How Loan Notes Work
A loan note is essentially a formalised loan between an investor and a company. Unlike shares, you do not acquire any ownership, voting rights, or equity stake. Instead, you lend a specified amount of money for a fixed period and receive interest payments in return.
At the end of the term (maturity), the company repays your original investment (the principal). Interest is typically paid quarterly during the term, or on maturity for shorter notes.
Key Features
Fixed rate: The interest rate is agreed at subscription and does not change during the term.
Fixed term: You choose how long to invest — CM Beyer offers terms from 3 months to 10 years.
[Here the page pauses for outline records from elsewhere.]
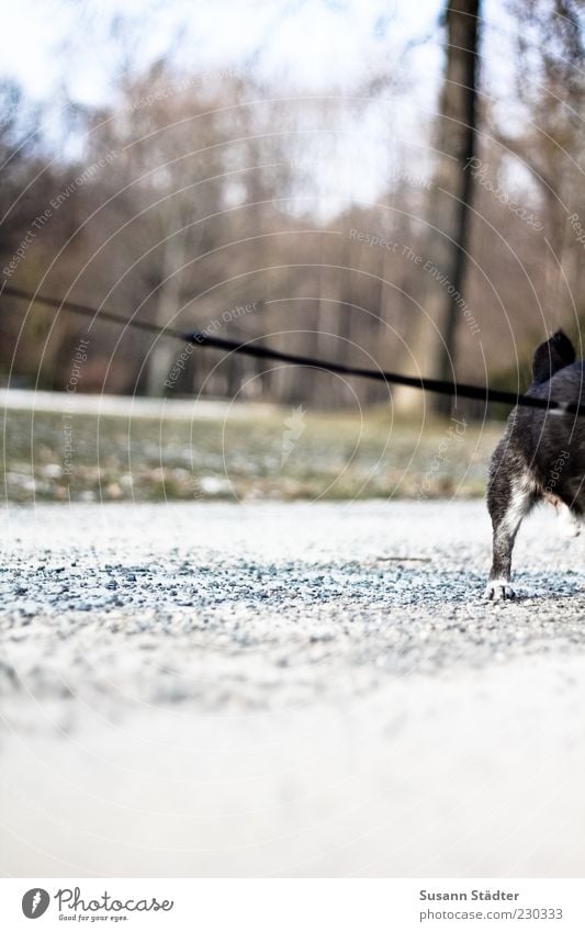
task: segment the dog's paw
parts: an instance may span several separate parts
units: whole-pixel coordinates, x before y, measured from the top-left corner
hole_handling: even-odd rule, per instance
[[[581,523],[578,518],[573,515],[571,509],[566,507],[566,505],[563,505],[563,507],[559,509],[559,517],[561,520],[562,532],[565,537],[580,536]]]
[[[507,580],[490,580],[484,598],[486,602],[505,602],[507,598],[514,598],[514,589]]]

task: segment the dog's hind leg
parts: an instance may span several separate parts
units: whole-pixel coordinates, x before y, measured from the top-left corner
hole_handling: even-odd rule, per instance
[[[493,527],[493,562],[485,597],[499,602],[514,598],[510,586],[511,551],[520,521],[535,504],[538,495],[528,474],[502,468],[494,470],[487,490],[487,508]]]

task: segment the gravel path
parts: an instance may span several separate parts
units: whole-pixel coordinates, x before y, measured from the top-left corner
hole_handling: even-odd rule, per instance
[[[552,510],[503,606],[481,503],[3,528],[4,874],[583,875],[583,542]]]

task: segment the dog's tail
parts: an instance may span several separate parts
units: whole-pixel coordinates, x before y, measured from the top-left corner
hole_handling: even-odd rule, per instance
[[[532,378],[536,384],[548,382],[555,372],[575,361],[573,344],[563,333],[556,330],[547,343],[539,346],[532,359]]]

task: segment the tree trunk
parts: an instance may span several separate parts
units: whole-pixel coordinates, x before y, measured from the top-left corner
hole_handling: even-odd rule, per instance
[[[419,266],[423,312],[412,340],[415,374],[454,378],[457,328],[466,270],[476,141],[476,76],[481,0],[449,0],[446,9],[447,66],[429,209],[429,227]],[[451,400],[404,390],[394,394],[401,409],[448,412]]]

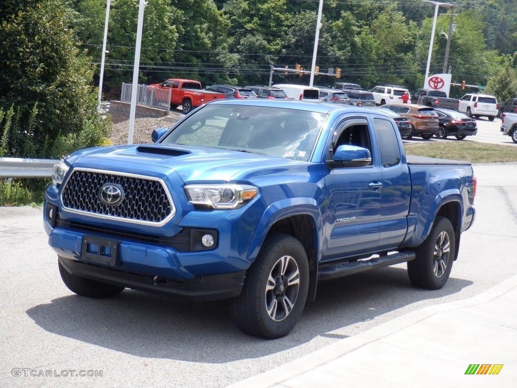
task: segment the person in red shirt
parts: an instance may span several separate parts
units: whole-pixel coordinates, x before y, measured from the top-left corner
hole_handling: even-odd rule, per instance
[[[407,101],[409,100],[409,94],[407,92],[404,92],[401,99],[402,100],[403,103],[407,103]]]

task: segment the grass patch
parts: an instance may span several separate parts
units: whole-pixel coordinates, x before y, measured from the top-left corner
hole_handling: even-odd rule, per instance
[[[517,146],[512,145],[474,141],[440,141],[404,144],[404,149],[408,155],[468,160],[473,163],[517,161]]]

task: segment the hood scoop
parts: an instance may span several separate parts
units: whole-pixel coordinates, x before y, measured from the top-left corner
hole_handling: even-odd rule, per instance
[[[153,147],[141,145],[136,148],[139,152],[146,154],[155,154],[156,155],[164,155],[168,156],[181,156],[188,155],[191,153],[184,150],[175,150],[168,147]]]

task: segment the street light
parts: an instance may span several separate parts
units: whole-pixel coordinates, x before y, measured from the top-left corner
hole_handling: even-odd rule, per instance
[[[427,57],[427,67],[425,68],[425,77],[424,78],[423,87],[425,87],[425,80],[429,77],[429,67],[431,66],[431,55],[433,52],[433,42],[434,41],[434,30],[436,28],[436,17],[438,16],[438,7],[440,5],[445,5],[449,7],[454,5],[450,3],[438,3],[438,2],[432,2],[430,0],[422,0],[424,3],[429,3],[430,4],[434,5],[434,17],[433,18],[433,28],[431,31],[431,43],[429,44],[429,53]]]

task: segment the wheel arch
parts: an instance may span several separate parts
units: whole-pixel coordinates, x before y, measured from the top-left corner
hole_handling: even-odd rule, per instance
[[[312,301],[317,282],[318,259],[322,249],[322,218],[313,199],[307,198],[303,203],[296,204],[291,202],[291,200],[280,201],[270,206],[264,212],[250,246],[248,258],[251,262],[255,261],[261,247],[269,236],[276,233],[293,236],[300,242],[307,255],[309,270],[307,300]]]

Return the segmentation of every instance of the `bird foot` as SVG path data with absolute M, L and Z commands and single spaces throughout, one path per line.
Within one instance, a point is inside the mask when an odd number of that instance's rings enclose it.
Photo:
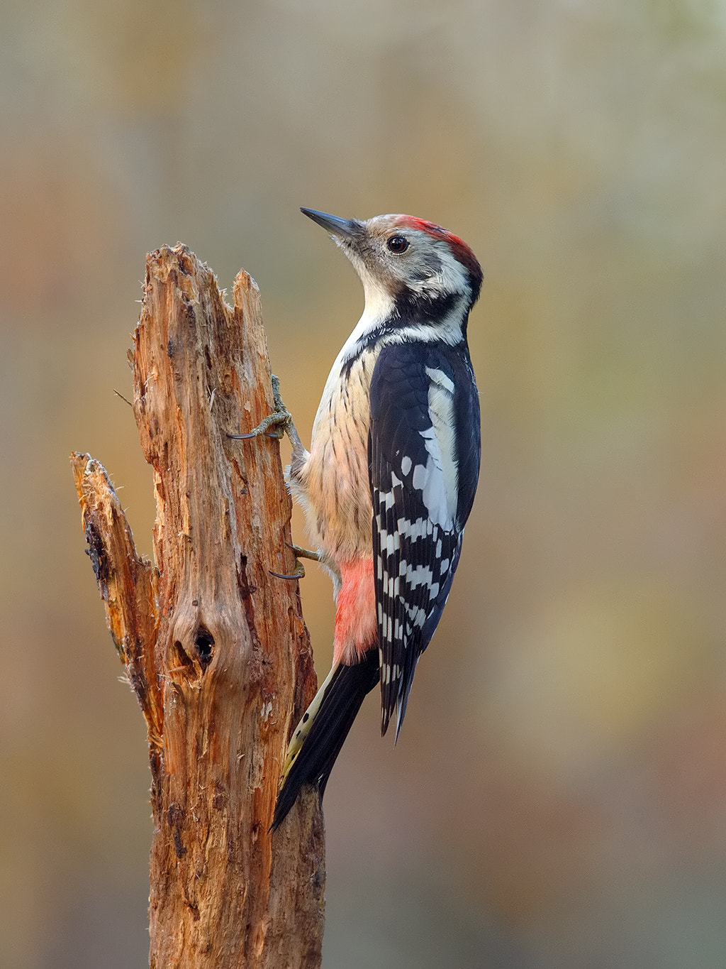
M 320 556 L 317 551 L 311 551 L 310 548 L 302 548 L 300 546 L 290 545 L 289 542 L 285 543 L 288 548 L 292 549 L 295 556 L 295 569 L 294 572 L 285 575 L 280 572 L 273 572 L 270 569 L 270 575 L 275 576 L 276 578 L 305 578 L 305 566 L 300 561 L 301 558 L 310 558 L 314 562 L 319 562 Z
M 265 434 L 267 437 L 275 437 L 280 440 L 280 438 L 287 434 L 293 446 L 295 443 L 299 443 L 300 439 L 292 422 L 292 415 L 283 403 L 283 398 L 280 395 L 280 380 L 274 373 L 272 374 L 272 399 L 275 404 L 275 410 L 272 414 L 268 414 L 266 418 L 263 418 L 257 427 L 253 428 L 247 434 L 227 434 L 227 436 L 233 441 L 244 441 L 251 437 L 259 437 L 261 434 Z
Unsecured: CM Beyer loan notes are unsecured, meaning they are not backed by specific company assets. This means higher risk but typically higher returns than secured instruments.
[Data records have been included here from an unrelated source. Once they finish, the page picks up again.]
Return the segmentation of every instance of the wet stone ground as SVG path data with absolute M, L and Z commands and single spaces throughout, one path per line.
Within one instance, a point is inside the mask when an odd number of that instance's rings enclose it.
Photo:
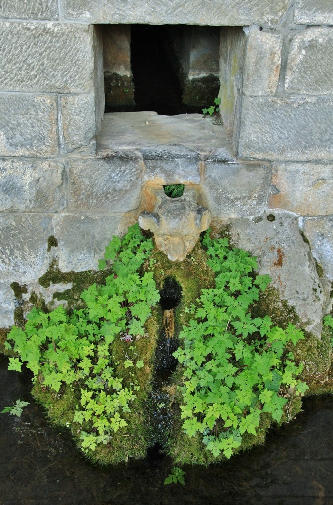
M 1 410 L 19 398 L 30 405 L 21 418 L 0 415 L 0 505 L 333 503 L 333 395 L 306 399 L 297 420 L 271 429 L 264 446 L 185 468 L 185 487 L 164 486 L 172 462 L 158 451 L 121 468 L 85 460 L 34 402 L 30 374 L 7 364 L 1 357 Z

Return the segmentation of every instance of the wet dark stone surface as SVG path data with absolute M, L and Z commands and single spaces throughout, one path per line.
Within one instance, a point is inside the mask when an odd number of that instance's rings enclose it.
M 272 429 L 265 446 L 208 468 L 184 468 L 184 487 L 164 486 L 172 463 L 158 447 L 141 461 L 100 468 L 69 432 L 51 426 L 30 395 L 29 372 L 0 359 L 0 410 L 29 401 L 21 418 L 0 414 L 1 505 L 331 505 L 333 395 L 306 399 L 296 421 Z
M 177 307 L 181 298 L 181 288 L 173 277 L 166 277 L 160 291 L 160 304 L 163 310 Z

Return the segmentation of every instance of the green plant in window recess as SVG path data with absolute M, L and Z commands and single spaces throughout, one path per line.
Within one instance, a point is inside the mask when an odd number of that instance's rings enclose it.
M 184 192 L 184 184 L 168 184 L 164 186 L 164 192 L 170 198 L 179 198 Z
M 122 239 L 114 237 L 100 262 L 101 269 L 112 262 L 112 273 L 105 284 L 83 291 L 85 308 L 71 313 L 62 306 L 49 313 L 33 309 L 24 329 L 13 326 L 8 335 L 6 348 L 18 355 L 9 359 L 9 370 L 20 371 L 25 363 L 43 388 L 60 395 L 66 387 L 75 392 L 78 404 L 69 424 L 86 452 L 127 425 L 123 415 L 139 389 L 135 371 L 144 363 L 134 344 L 123 358 L 124 368 L 133 370 L 127 383 L 117 374 L 112 346 L 115 339 L 135 342 L 144 336 L 144 325 L 159 299 L 153 273 L 138 273 L 153 247 L 137 225 Z
M 184 367 L 183 430 L 190 437 L 201 434 L 214 457 L 229 458 L 246 432 L 256 435 L 263 413 L 279 422 L 286 404 L 308 388 L 292 352 L 304 336 L 291 324 L 283 330 L 267 316 L 252 316 L 270 280 L 254 274 L 255 258 L 208 232 L 203 244 L 215 286 L 188 308 L 193 317 L 179 334 L 183 348 L 173 355 Z
M 207 109 L 203 109 L 202 113 L 203 114 L 209 114 L 210 116 L 212 116 L 213 114 L 218 114 L 220 112 L 219 106 L 221 104 L 221 98 L 214 98 L 214 103 L 215 105 L 211 105 L 210 107 Z

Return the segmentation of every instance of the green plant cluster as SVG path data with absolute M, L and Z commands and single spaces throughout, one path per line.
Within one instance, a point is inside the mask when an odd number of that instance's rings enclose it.
M 215 286 L 187 309 L 193 318 L 179 334 L 184 348 L 174 353 L 184 367 L 181 417 L 189 437 L 199 433 L 214 457 L 230 458 L 246 432 L 256 435 L 263 413 L 279 422 L 287 402 L 307 388 L 297 378 L 302 365 L 287 350 L 304 337 L 291 324 L 282 330 L 267 316 L 252 316 L 270 281 L 254 275 L 255 259 L 208 232 L 203 244 Z
M 164 192 L 170 198 L 179 198 L 184 192 L 184 184 L 167 184 L 164 186 Z
M 209 114 L 210 116 L 212 116 L 213 114 L 219 114 L 220 112 L 219 106 L 221 104 L 221 98 L 214 98 L 214 103 L 215 104 L 215 105 L 211 105 L 210 107 L 208 107 L 207 109 L 203 109 L 203 114 Z
M 184 486 L 184 476 L 185 472 L 182 470 L 181 468 L 180 468 L 179 467 L 173 467 L 171 474 L 168 475 L 164 481 L 164 485 L 168 484 L 177 484 L 179 482 L 179 484 Z
M 18 417 L 21 417 L 21 414 L 23 412 L 23 409 L 24 407 L 26 407 L 27 405 L 30 405 L 30 403 L 28 401 L 22 401 L 22 400 L 17 400 L 16 403 L 15 405 L 13 405 L 11 407 L 5 407 L 3 410 L 2 410 L 2 414 L 10 414 L 12 416 L 17 416 Z
M 327 326 L 329 332 L 329 340 L 333 347 L 333 317 L 330 314 L 327 314 L 323 319 L 324 326 Z
M 137 225 L 120 239 L 114 237 L 100 268 L 113 262 L 105 284 L 93 284 L 81 294 L 85 308 L 67 313 L 63 306 L 49 313 L 33 309 L 24 329 L 14 326 L 6 343 L 19 357 L 10 358 L 9 370 L 26 364 L 34 380 L 61 395 L 70 387 L 78 399 L 72 423 L 86 452 L 107 444 L 127 423 L 139 385 L 135 371 L 144 361 L 128 343 L 123 362 L 113 356 L 116 340 L 130 342 L 145 335 L 144 324 L 159 299 L 153 273 L 139 271 L 153 247 Z M 118 358 L 117 359 L 118 359 Z M 119 370 L 129 369 L 127 383 Z

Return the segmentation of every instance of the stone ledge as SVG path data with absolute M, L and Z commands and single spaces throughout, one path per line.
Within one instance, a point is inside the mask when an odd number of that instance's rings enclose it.
M 86 23 L 275 26 L 291 0 L 62 0 L 65 18 Z
M 136 209 L 141 197 L 141 163 L 135 159 L 71 159 L 70 209 L 111 213 Z
M 144 158 L 202 159 L 217 150 L 234 159 L 231 141 L 223 126 L 200 114 L 159 115 L 156 112 L 112 113 L 104 115 L 98 138 L 99 157 L 126 150 L 139 150 Z
M 213 218 L 252 216 L 266 208 L 270 169 L 265 164 L 207 162 L 202 205 Z

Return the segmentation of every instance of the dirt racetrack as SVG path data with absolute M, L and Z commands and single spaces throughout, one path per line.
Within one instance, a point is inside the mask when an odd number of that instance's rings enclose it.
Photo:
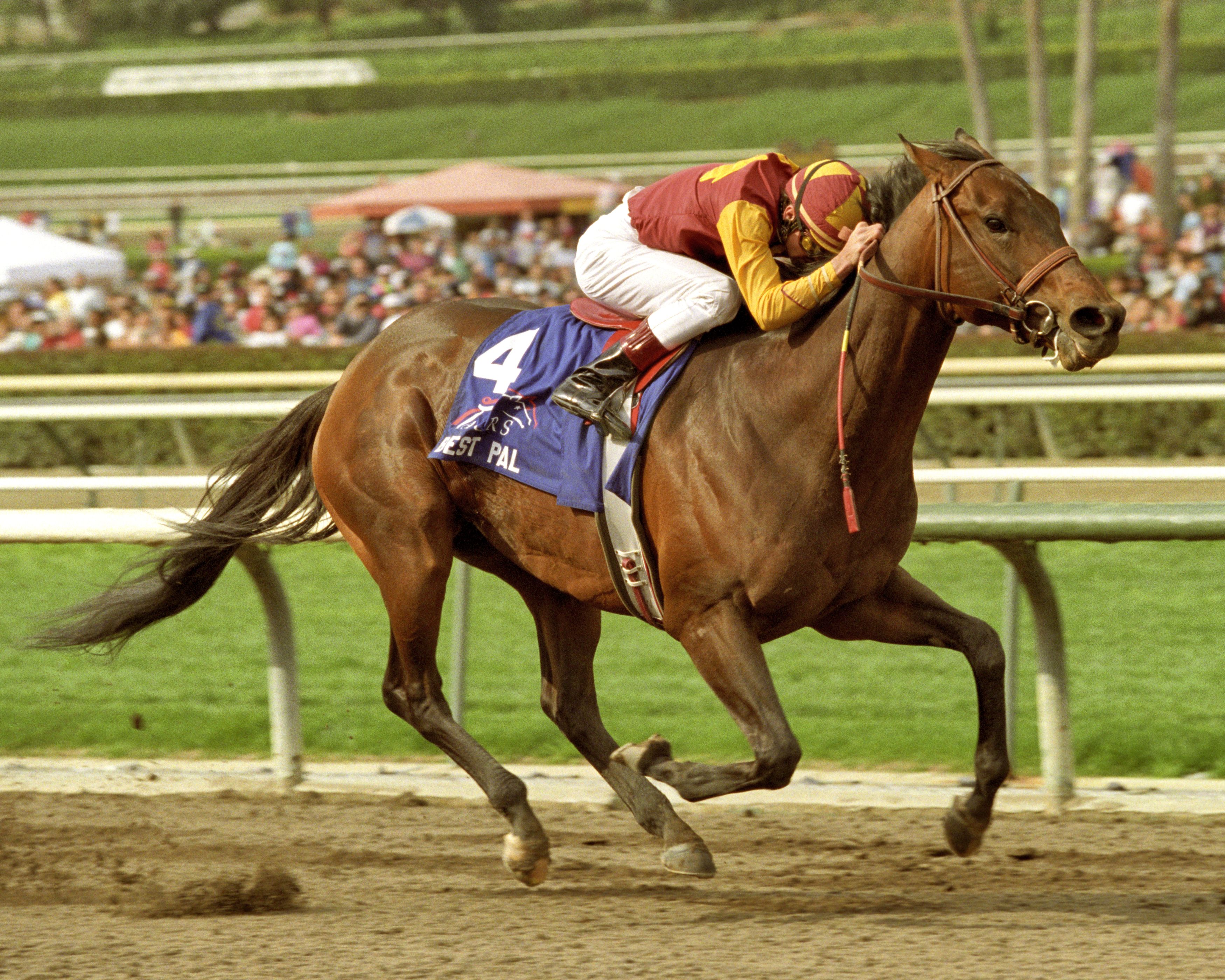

Not transferable: Loan notes cannot be sold or transferred to another person without the Company’s consent.
Who Can Invest?
Under UK financial promotion rules, CM Beyer loan notes are only available to individuals who qualify as high net worth individuals (annual income £100,000+ or net assets £250,000+) or self-certified sophisticated investors. You must complete a self-certification before expressing interest.
Important Risks
Your capital is at risk. Loan notes are not covered by the Financial Services Compensation Scheme (FSCS) and you may lose some or all of your investment if the Company becomes insolvent. CM Beyer is not regulated by the FCA. You should consider seeking independent financial advice.